Question

In an experiment on the specific heat of a metal, a 0.20 kg block of the metal at 150 °C is dropped in a copper calorimeter (of water equivalent 0.025 kg) containing 150 cm³ of water at 27 °C. The final temperature is 40 °C. Compute the specific heat of the metal.
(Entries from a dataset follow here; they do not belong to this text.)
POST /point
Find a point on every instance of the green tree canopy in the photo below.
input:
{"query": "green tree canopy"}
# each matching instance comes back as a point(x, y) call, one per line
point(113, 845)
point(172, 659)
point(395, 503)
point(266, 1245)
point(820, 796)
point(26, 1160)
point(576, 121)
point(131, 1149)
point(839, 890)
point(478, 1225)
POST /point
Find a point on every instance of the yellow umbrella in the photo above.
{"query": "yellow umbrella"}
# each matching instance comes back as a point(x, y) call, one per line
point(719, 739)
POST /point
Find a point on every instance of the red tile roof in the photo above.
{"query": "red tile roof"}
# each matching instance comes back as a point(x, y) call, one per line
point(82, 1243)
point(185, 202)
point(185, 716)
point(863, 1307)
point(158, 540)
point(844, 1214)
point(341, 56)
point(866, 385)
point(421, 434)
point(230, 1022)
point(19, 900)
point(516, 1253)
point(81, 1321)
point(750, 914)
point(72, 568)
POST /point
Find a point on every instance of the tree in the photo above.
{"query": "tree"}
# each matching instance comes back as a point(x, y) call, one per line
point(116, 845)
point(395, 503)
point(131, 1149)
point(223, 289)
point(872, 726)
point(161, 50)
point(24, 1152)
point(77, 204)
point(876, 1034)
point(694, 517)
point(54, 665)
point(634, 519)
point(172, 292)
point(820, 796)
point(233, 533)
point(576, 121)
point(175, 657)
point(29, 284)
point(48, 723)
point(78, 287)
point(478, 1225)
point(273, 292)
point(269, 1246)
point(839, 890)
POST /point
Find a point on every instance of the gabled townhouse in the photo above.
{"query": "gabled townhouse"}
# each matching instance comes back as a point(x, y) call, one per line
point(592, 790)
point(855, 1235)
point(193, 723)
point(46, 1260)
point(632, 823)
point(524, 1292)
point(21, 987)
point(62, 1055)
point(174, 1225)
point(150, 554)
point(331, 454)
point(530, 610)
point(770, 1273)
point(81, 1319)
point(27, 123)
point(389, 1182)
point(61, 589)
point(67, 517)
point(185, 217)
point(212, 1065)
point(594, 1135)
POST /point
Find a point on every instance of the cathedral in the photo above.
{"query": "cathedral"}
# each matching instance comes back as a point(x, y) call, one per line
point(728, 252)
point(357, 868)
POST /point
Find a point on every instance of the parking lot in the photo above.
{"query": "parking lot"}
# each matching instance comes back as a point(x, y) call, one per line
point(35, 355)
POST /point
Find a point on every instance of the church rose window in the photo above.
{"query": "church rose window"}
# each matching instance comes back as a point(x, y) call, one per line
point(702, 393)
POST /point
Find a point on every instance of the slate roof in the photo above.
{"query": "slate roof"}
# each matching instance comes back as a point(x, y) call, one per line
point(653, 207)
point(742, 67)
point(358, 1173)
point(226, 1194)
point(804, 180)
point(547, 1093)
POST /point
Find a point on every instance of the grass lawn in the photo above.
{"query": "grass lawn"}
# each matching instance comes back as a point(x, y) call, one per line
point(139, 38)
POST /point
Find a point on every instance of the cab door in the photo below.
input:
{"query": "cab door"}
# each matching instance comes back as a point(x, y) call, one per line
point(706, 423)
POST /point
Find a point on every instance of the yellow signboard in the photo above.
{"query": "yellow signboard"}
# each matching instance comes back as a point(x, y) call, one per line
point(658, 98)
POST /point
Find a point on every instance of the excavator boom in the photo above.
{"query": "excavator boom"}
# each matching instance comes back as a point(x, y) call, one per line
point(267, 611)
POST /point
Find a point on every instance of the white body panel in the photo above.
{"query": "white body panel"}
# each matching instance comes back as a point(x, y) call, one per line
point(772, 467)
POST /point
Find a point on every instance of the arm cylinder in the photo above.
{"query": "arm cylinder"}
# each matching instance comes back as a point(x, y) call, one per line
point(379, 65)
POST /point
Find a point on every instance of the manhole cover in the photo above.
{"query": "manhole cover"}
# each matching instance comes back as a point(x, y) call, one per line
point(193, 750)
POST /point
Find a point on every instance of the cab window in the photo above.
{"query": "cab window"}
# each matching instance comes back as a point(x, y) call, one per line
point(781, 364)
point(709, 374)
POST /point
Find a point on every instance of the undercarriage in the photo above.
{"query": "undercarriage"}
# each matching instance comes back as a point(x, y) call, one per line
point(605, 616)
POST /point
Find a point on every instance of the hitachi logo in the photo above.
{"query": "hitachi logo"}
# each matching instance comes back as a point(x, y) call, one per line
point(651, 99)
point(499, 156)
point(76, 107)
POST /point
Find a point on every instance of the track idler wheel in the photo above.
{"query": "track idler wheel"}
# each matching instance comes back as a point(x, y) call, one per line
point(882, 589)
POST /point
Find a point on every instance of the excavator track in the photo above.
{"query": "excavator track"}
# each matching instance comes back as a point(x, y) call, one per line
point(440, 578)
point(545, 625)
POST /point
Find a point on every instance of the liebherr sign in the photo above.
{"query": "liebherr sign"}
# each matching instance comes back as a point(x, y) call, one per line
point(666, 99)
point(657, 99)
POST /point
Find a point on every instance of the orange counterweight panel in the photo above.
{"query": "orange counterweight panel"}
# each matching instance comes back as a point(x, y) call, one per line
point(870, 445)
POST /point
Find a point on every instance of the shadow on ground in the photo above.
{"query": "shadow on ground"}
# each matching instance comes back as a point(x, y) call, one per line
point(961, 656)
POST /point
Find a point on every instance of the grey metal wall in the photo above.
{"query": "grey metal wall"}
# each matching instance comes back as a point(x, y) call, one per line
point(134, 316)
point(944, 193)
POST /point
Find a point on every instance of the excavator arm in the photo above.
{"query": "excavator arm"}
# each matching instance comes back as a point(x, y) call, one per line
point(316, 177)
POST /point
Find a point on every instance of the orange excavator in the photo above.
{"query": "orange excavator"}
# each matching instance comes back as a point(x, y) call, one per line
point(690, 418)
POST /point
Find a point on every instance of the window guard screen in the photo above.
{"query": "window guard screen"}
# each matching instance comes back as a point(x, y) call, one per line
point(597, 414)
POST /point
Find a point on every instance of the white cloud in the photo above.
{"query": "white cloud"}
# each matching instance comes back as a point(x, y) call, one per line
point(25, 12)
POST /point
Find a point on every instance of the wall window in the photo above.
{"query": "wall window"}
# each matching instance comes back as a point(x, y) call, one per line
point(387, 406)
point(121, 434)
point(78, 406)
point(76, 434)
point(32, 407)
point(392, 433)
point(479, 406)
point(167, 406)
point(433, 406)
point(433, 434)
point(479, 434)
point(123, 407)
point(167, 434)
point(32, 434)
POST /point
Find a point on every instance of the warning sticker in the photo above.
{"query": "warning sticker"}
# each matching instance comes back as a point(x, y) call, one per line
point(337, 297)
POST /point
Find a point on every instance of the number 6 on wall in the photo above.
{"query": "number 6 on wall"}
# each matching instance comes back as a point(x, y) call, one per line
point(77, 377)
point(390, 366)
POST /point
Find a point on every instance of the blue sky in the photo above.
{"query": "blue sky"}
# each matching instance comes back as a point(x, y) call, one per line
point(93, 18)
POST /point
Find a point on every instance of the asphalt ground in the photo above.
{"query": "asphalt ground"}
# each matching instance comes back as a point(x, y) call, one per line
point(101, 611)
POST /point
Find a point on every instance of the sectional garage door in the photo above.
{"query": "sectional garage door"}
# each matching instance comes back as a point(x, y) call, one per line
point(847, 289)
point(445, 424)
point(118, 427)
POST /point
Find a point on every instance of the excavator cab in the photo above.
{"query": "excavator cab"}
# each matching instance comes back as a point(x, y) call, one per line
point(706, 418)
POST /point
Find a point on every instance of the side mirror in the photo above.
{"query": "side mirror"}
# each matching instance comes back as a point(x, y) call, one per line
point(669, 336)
If heat losses to the surroundings are not negligible, is your answer greater or smaller than the actual value for the specific heat of the metal?

Answer 1

Mass of the metal, m = 0.20 kg = 200 g 
The initial temperature of the metal, T₁ = 150°C 
The final temperature of the metal, T₂ = 40°C 
The calorimeter has water equivalent of mass, m’ = 0.025 kg = 25 g 
The volume of water, V = 150 cm³
Mass (M) of water at temperature T = 27°C:
150 × 1 = 150 g 
Fall in the temperature of the metal:
ΔT = T₁ – T₂ = 150 – 40 = 110°C 
Specific heat of water, C_w = 4.186 J/g/°K
Specific heat of the metal = C
Heat lost by the metal, θ = mCΔT ...… (i) 
Rise in the temperature of the water and calorimeter system:
ΔT′’ = 40 – 27 = 13°C
Heat gained by the water and calorimeter system:
Δθ′′ = m₁ C_wΔT’ 
= (M + m′) C_w ΔT’ ...… (ii)
Heat lost by the metal = Heat gained by the water and colorimeter system
mCΔT = (M + m’) C_w ΔT’
200 × C × 110 = (150 + 25) × 4.186 × 13
∴ C = \(\frac{175 \times 4.186 \times 13}{110 \times 200}\) = 0.43 Jg^-1K^-1
If some heat is lost to the surroundings, then the value of C will be smaller than the actual value.